Tutto questo è stato spiegato in un’affollata Conferenza Stampa, nella Sala Giunta del municipio di Caselle Torinese, sabato 26 gennaio. Presenti i responsabili del Distaccamento di Caselle, Roberto Liscio e Stefano Sergnese, numerosi amministratori dei quattro comuni coperti dal servizio di pronto intervento (Caselle Torinese, Borgaro, Mappano e Leinì), con in testa il sindaco di Caselle Luca Baracco e la vicesindaco di Mappano Paola Borsello, e infine il cavaliere Martinetto e il dott. Borla, in rappresentanza degli industriali della zona.

Ha aperto il tavolo della conferenza Stefano Sergnese, nella sua veste di presidente delle “Guardie a Fuoco Caselle 1791”, l’associazione che ha tra le proprie finalità quella di promuovere e sostenere le attività del distaccamento dei Vigili del Fuoco, dato che tale ente non può gestire direttamente fondi. Il progetto per l’acquisto del nuovo automezzo è partito nel 2016. “L’autopompa con serbatoio da 4000 litri – spiegano Sargnese e Liscio – era arrivata a Caselle nel 2006 dal Comando di Torino, immatricolata nel 1987 e non funzionante, ed era stata rimessa in sesto in loco, ed utilizzata fino a metà 2017, quando è stata richiamata dal Comando di Torino. Ora ci arrangiamo con gli altri mezzi che ci sono rimasti, ma che garantiscono solo una riserva di 400 litri d’acqua, insufficienti per incendi rilevanti. Per riavere un’autobotte da 4000 litri, abbiamo fatto un’indagine di mercato, con le ditte che allestiscono tali mezzi. Se si va su meccaniche estere, come Mercedes, c’è da spendere circa 300.000 €. Noi abbiamo optato per una meccanica di produzione nazionale (Iveco), e abbiamo trovato un allestitore, la Fortini Antincendi, che ci farebbe spendere in tutto 180.000 €. Il mezzo l’abbiamo ordinato, pagando un primo acconto di 30.000 €, ed è quindi partito il lavoro di allestimento, che durerà un anno. Nel frattempo, dobbiamo completare la raccolta fondi per poter pagare le restanti rate. Siamo fiduciosi nella generosità dei cittadini, grazie anche al supporto delle associazioni del territorio, come dimostrano i buoni andamenti delle raccolte durante le bagne caude alpine e quelle degli agricoltori nelle recenti feste di Sant’Antonio a Caselle e Borgaro. 
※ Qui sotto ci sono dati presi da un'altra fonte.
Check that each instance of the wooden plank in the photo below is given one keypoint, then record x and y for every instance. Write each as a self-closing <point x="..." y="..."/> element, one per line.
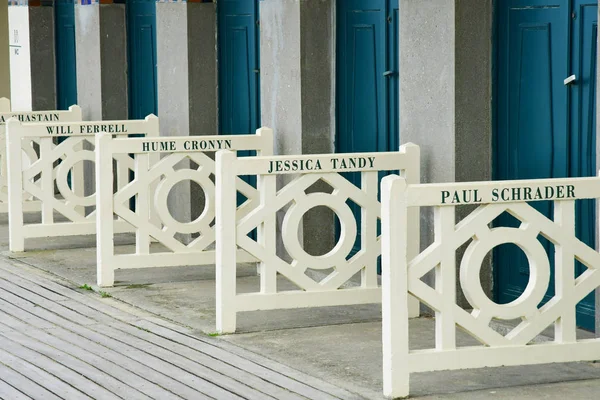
<point x="28" y="273"/>
<point x="49" y="294"/>
<point x="58" y="387"/>
<point x="43" y="358"/>
<point x="129" y="356"/>
<point x="146" y="357"/>
<point x="95" y="377"/>
<point x="50" y="307"/>
<point x="108" y="350"/>
<point x="10" y="393"/>
<point x="110" y="367"/>
<point x="67" y="308"/>
<point x="213" y="363"/>
<point x="290" y="378"/>
<point x="25" y="385"/>
<point x="228" y="388"/>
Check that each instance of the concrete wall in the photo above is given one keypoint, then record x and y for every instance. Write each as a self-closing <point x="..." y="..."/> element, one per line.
<point x="20" y="61"/>
<point x="101" y="54"/>
<point x="173" y="90"/>
<point x="202" y="68"/>
<point x="4" y="53"/>
<point x="87" y="45"/>
<point x="598" y="164"/>
<point x="297" y="101"/>
<point x="446" y="107"/>
<point x="202" y="80"/>
<point x="43" y="61"/>
<point x="113" y="61"/>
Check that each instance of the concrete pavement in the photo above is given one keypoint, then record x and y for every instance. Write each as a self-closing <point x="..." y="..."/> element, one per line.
<point x="340" y="345"/>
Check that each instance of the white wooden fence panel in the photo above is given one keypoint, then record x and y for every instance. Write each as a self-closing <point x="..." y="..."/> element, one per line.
<point x="30" y="156"/>
<point x="34" y="182"/>
<point x="232" y="232"/>
<point x="402" y="273"/>
<point x="4" y="105"/>
<point x="153" y="181"/>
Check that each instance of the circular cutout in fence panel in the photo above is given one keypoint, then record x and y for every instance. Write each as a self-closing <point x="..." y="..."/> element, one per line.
<point x="348" y="230"/>
<point x="28" y="157"/>
<point x="539" y="273"/>
<point x="320" y="241"/>
<point x="62" y="173"/>
<point x="166" y="186"/>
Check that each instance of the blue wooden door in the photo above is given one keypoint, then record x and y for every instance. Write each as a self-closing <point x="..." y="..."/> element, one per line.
<point x="141" y="30"/>
<point x="367" y="80"/>
<point x="66" y="72"/>
<point x="239" y="70"/>
<point x="541" y="130"/>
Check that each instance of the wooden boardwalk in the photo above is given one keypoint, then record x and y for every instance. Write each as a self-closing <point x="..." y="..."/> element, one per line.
<point x="58" y="343"/>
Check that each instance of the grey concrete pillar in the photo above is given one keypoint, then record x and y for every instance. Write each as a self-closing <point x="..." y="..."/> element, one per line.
<point x="187" y="84"/>
<point x="445" y="94"/>
<point x="173" y="90"/>
<point x="101" y="53"/>
<point x="32" y="62"/>
<point x="297" y="101"/>
<point x="598" y="164"/>
<point x="4" y="53"/>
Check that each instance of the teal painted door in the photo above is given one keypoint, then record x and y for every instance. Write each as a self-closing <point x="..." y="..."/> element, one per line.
<point x="545" y="129"/>
<point x="141" y="30"/>
<point x="239" y="70"/>
<point x="367" y="80"/>
<point x="66" y="72"/>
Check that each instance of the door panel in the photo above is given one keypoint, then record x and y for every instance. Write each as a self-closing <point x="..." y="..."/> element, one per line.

Ricordiamo che ogni donazione, anche la più piccola, è ben accetta. Le donazioni inoltre sono detraibili dalla dichiarazione dei redditi”.
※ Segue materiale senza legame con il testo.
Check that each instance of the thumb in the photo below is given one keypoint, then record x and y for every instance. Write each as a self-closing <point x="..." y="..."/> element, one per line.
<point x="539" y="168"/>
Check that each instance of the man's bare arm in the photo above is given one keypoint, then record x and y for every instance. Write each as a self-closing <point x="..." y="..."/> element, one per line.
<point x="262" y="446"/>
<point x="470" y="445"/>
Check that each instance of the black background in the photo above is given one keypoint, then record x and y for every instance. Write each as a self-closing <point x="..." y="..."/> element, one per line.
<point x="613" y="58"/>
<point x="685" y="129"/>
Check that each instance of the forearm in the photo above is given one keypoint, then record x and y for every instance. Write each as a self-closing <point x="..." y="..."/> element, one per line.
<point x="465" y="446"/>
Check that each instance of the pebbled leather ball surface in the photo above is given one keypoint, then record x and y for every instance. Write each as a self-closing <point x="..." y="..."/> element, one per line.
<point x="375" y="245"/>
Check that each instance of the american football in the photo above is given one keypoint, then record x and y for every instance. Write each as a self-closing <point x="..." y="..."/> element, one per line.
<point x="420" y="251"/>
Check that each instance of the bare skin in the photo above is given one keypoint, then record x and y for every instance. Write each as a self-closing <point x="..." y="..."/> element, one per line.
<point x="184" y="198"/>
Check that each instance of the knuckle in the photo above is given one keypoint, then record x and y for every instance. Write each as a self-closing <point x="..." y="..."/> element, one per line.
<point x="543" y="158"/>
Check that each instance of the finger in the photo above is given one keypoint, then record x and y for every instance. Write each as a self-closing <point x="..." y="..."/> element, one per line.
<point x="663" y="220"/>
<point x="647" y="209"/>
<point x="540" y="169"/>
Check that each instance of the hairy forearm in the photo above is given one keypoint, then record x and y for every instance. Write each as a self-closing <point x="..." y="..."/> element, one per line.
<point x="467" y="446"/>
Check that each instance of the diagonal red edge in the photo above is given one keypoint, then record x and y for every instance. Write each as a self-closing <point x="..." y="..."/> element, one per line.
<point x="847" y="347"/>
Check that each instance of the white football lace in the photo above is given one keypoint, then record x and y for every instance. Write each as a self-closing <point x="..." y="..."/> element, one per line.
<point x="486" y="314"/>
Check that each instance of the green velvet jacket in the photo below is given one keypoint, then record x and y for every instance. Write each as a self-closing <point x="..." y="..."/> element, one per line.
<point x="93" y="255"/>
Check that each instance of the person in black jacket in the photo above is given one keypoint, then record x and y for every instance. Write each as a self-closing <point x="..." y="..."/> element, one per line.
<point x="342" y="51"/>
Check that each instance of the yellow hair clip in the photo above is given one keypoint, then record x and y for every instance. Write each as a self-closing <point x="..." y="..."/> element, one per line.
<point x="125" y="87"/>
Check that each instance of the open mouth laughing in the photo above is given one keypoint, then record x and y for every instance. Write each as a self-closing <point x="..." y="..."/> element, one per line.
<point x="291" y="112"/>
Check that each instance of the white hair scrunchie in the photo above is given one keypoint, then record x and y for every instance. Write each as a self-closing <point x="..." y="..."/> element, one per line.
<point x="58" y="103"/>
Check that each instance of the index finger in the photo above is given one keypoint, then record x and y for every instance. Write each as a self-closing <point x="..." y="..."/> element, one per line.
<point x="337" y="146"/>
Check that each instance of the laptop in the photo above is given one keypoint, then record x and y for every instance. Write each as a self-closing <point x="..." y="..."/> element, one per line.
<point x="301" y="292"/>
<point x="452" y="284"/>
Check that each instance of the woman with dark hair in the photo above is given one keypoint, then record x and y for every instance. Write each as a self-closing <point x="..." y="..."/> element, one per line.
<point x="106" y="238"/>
Il sindaco Baracco e i rappresentanti degli altri tre comuni ricordano alcuni dati, relativi all’importanza della presenza del Distaccamento: un territorio molto urbanizzato, con circa 50.000 residenti e centinaia di aziende presenti. Circa 220 gli interventi effettuati l’anno scorso, distribuiti in maniera quasi uniforme fra i 4 comuni.
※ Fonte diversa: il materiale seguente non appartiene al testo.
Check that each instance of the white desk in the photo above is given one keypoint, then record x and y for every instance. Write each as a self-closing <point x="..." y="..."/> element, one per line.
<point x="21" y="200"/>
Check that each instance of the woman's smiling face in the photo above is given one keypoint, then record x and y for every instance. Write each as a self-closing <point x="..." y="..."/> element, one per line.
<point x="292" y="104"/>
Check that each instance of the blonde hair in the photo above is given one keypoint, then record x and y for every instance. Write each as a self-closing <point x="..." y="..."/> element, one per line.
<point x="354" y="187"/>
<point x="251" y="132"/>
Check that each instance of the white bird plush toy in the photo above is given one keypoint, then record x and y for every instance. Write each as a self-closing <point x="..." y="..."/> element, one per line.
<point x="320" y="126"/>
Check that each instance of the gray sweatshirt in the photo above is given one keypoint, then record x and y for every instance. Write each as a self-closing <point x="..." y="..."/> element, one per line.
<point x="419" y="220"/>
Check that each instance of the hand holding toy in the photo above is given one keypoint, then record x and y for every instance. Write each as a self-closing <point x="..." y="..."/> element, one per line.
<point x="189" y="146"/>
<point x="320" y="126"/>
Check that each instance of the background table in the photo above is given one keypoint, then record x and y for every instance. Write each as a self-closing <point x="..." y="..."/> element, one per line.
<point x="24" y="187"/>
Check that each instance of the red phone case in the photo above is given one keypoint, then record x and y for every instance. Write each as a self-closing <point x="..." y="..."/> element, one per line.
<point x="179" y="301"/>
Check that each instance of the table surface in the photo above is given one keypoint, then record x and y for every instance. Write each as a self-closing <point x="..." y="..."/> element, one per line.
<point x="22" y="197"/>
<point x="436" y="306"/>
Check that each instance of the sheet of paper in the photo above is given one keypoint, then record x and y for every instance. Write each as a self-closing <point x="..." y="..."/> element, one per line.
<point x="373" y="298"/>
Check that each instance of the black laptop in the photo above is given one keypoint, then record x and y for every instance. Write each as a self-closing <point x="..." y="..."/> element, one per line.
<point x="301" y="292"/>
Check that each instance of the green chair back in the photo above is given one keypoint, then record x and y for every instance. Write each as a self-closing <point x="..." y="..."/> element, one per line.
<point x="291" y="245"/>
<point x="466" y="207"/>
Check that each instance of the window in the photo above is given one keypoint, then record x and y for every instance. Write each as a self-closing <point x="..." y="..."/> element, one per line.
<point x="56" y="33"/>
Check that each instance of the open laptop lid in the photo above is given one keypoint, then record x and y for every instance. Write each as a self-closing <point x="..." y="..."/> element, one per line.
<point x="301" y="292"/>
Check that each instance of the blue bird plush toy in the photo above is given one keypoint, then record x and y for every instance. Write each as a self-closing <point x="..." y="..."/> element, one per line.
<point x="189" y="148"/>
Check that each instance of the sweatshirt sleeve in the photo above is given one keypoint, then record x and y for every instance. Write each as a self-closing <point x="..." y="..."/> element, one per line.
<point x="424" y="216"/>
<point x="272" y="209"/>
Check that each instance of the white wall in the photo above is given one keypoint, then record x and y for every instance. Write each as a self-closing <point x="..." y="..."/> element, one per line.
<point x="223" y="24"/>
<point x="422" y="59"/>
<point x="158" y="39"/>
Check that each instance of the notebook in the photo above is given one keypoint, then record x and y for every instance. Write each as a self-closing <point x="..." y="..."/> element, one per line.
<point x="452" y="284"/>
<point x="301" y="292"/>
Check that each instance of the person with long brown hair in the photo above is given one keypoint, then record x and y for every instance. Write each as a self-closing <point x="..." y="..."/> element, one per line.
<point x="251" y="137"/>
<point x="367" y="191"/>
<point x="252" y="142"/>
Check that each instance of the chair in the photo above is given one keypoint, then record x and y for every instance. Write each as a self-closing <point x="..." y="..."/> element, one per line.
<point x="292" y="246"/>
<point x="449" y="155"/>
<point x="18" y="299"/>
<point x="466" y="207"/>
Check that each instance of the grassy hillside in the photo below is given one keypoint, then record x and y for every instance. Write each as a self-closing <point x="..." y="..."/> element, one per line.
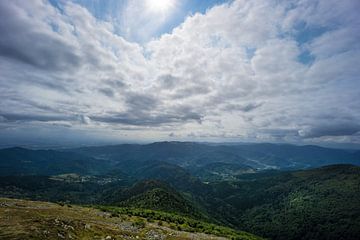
<point x="321" y="203"/>
<point x="20" y="219"/>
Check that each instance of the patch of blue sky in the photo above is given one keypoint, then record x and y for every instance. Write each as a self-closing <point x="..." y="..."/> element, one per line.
<point x="111" y="11"/>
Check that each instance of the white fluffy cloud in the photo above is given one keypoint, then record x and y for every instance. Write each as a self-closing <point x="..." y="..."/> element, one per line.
<point x="235" y="72"/>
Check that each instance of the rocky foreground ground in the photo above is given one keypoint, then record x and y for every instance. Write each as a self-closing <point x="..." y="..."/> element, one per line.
<point x="22" y="219"/>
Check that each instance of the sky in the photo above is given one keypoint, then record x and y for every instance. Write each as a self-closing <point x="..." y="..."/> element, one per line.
<point x="96" y="72"/>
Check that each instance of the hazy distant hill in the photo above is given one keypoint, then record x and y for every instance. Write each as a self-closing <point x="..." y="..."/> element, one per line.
<point x="21" y="161"/>
<point x="321" y="203"/>
<point x="132" y="158"/>
<point x="189" y="154"/>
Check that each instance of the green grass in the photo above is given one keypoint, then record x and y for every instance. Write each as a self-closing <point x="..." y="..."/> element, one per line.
<point x="178" y="222"/>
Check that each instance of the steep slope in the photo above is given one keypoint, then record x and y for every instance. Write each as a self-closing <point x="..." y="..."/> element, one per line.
<point x="156" y="195"/>
<point x="220" y="171"/>
<point x="190" y="155"/>
<point x="320" y="203"/>
<point x="21" y="161"/>
<point x="20" y="219"/>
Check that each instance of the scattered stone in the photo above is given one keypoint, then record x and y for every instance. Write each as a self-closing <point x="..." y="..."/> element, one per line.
<point x="61" y="236"/>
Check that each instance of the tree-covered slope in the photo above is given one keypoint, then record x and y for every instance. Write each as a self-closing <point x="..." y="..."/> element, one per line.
<point x="321" y="203"/>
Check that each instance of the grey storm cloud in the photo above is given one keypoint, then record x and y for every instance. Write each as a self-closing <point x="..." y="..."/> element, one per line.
<point x="245" y="76"/>
<point x="330" y="130"/>
<point x="22" y="41"/>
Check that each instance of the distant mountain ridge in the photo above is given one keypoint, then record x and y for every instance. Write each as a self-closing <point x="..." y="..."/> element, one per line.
<point x="131" y="158"/>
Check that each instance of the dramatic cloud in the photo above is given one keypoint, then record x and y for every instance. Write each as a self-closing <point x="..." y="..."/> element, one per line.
<point x="244" y="71"/>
Una presenza fortemente radicata, anche sotto il profilo storico, dato che risale addirittura al 1791 la presenza di una squadra organizzata di pompieri a Caselle.

Ora nel Distaccamento operano una trentina di volontari; la maggior parte proveniente dai quattro comuni. “Ma nell’ultima infornata di nuovi volontari – informa Liscio – 4 su 7 arrivano da Torino”.

A chiudere la conferenza gli interventi di Martinetto e Borla, che si attiveranno per la raccolta fondi presso le imprese, tramite una lettera sottoscritta dai quattro sindaci. “Ho aderito a questa raccolta fondi per interesse – spiega con la solita franchezza Filiberto Martinetto – qualche anno fa ho avuto un incendio in una delle mie aziende; l’intervento tempestivo dei vigili di Caselle ha permesso di contenere i danni. Mi assumo anche un altro impegno: quello di far apparire i nomi di tutte le aziende che avranno contribuito su uno speciale arazzo che appenderemo poi nella sede del Distaccamento”.